At first I saw nothing.  The sea was one empty wilderness of black and white hills.  Suddenly, half-concealed in the tumult of the foaming rollers I made out awash, something enormous, rising and falling — something spread out like a burst of foam, but with a more bluish, more solid look.

It was a piece of an ice-floe melted down to a fragment, but still big enough to sink a ship, and floating lower than any raft, right in our way, as if ambushed among the waves with murderous intent.  There was no time to get down on deck.  I shouted from aloft till my head was ready to split.  I was heard aft, and we managed to clear the sunken floe which had come all the way from the Southern ice-cap to have a try at our unsuspecting lives.  Had it been an hour later, nothing could have saved the ship, for no eye could have made out in the dusk that pale piece of ice swept over by the white-crested waves.
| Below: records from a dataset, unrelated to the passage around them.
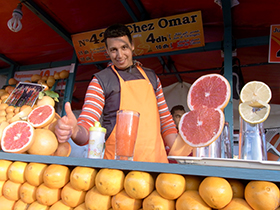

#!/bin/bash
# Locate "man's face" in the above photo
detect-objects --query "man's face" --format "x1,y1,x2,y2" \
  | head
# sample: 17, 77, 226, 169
106, 36, 134, 69
172, 110, 185, 129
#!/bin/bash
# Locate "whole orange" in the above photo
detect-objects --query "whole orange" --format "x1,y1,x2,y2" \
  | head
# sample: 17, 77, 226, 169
61, 182, 86, 207
24, 162, 48, 186
70, 166, 97, 191
143, 190, 175, 210
124, 171, 155, 199
112, 190, 142, 210
156, 173, 186, 200
244, 181, 279, 210
176, 190, 212, 210
8, 161, 27, 183
85, 186, 111, 210
43, 164, 70, 189
95, 168, 125, 196
0, 180, 21, 201
185, 175, 203, 190
36, 183, 61, 206
19, 182, 37, 203
198, 176, 233, 209
27, 128, 58, 155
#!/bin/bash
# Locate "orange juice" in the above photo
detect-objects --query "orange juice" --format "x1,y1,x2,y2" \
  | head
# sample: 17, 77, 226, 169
116, 110, 139, 160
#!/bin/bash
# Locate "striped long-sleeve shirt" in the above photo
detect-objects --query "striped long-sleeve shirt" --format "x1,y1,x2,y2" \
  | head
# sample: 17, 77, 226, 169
78, 77, 177, 141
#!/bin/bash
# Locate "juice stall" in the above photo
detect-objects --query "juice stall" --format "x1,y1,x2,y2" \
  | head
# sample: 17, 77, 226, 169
0, 0, 280, 210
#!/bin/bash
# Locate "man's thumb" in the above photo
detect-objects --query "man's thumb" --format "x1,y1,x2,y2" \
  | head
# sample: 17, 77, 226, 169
65, 102, 76, 119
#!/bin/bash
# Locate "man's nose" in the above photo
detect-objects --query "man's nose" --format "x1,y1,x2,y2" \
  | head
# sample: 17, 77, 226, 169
118, 50, 123, 58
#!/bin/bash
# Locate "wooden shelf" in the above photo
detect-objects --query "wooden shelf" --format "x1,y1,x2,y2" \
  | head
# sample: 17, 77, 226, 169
0, 152, 280, 182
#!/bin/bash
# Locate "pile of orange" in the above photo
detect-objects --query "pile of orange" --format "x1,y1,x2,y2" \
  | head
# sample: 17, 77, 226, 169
178, 74, 231, 147
0, 160, 279, 210
0, 96, 71, 156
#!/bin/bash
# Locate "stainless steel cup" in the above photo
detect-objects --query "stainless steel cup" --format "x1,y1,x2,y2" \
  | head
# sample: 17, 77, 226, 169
193, 122, 232, 158
239, 117, 267, 161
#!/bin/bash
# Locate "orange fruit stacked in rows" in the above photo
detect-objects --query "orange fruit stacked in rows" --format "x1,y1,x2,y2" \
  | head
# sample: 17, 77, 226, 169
0, 160, 279, 210
178, 74, 231, 147
0, 96, 71, 156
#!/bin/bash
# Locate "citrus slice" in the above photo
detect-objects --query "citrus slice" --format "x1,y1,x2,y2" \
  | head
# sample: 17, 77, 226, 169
187, 74, 231, 110
28, 104, 55, 128
179, 107, 225, 147
240, 81, 271, 106
238, 101, 270, 124
1, 121, 34, 153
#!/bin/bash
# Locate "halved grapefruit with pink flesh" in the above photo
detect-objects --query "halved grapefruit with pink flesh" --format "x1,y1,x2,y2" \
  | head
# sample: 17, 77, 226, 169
27, 104, 55, 128
187, 74, 231, 110
178, 107, 225, 147
1, 121, 34, 153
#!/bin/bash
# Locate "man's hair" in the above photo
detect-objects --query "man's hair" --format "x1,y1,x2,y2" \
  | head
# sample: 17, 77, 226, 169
170, 105, 185, 115
104, 23, 132, 47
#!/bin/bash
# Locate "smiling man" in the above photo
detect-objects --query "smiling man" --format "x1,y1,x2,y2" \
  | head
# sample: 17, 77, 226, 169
55, 24, 177, 163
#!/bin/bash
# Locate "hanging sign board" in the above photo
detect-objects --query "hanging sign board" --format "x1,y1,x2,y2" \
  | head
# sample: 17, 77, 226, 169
268, 25, 280, 63
72, 11, 205, 63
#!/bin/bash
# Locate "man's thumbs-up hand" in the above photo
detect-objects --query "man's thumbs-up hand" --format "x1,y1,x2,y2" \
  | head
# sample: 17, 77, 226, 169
55, 102, 77, 143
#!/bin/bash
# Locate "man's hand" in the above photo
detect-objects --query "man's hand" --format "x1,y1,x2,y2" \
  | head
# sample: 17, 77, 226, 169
55, 102, 78, 143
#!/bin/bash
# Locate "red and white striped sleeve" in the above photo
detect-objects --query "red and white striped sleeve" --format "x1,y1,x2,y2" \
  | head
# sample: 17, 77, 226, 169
156, 77, 177, 138
78, 77, 105, 130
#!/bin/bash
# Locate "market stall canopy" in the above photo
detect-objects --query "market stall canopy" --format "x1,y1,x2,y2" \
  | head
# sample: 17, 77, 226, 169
0, 0, 280, 109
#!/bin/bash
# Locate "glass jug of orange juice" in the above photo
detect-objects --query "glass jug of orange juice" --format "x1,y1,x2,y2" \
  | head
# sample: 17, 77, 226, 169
115, 110, 140, 161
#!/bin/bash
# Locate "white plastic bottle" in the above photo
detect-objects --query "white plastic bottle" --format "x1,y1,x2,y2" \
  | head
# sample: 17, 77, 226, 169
88, 121, 106, 159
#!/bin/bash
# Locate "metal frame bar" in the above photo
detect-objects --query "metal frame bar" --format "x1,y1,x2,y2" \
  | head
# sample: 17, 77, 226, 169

And as we stood near the taffrail side by side, my captain and I, looking at it, hardly discernible already, but still quite close-to on our quarter, he remarked in a meditative tone:

“But for the turn of that wheel just in time, there would have been another case of a ‘missing’ ship.”

Nobody ever comes back from a “missing” ship to tell how hard was the death of the craft, and how sudden and overwhelming the last anguish of her men.  Nobody can say with what thoughts, with what regrets, with what words on their lips they died.  But there is something fine in the sudden passing away of these hearts from the extremity of struggle and stress and tremendous uproar — from the vast, unrestful rage of the surface to the profound peace of the depths, sleeping untroubled since the beginning of ages.

 

XVIII.

 

 

But if the word “missing” brings all hope to an end and settles the loss of the underwriters, the word “overdue” confirms the fears already born in many homes ashore, and opens the door of speculation in the market of risks.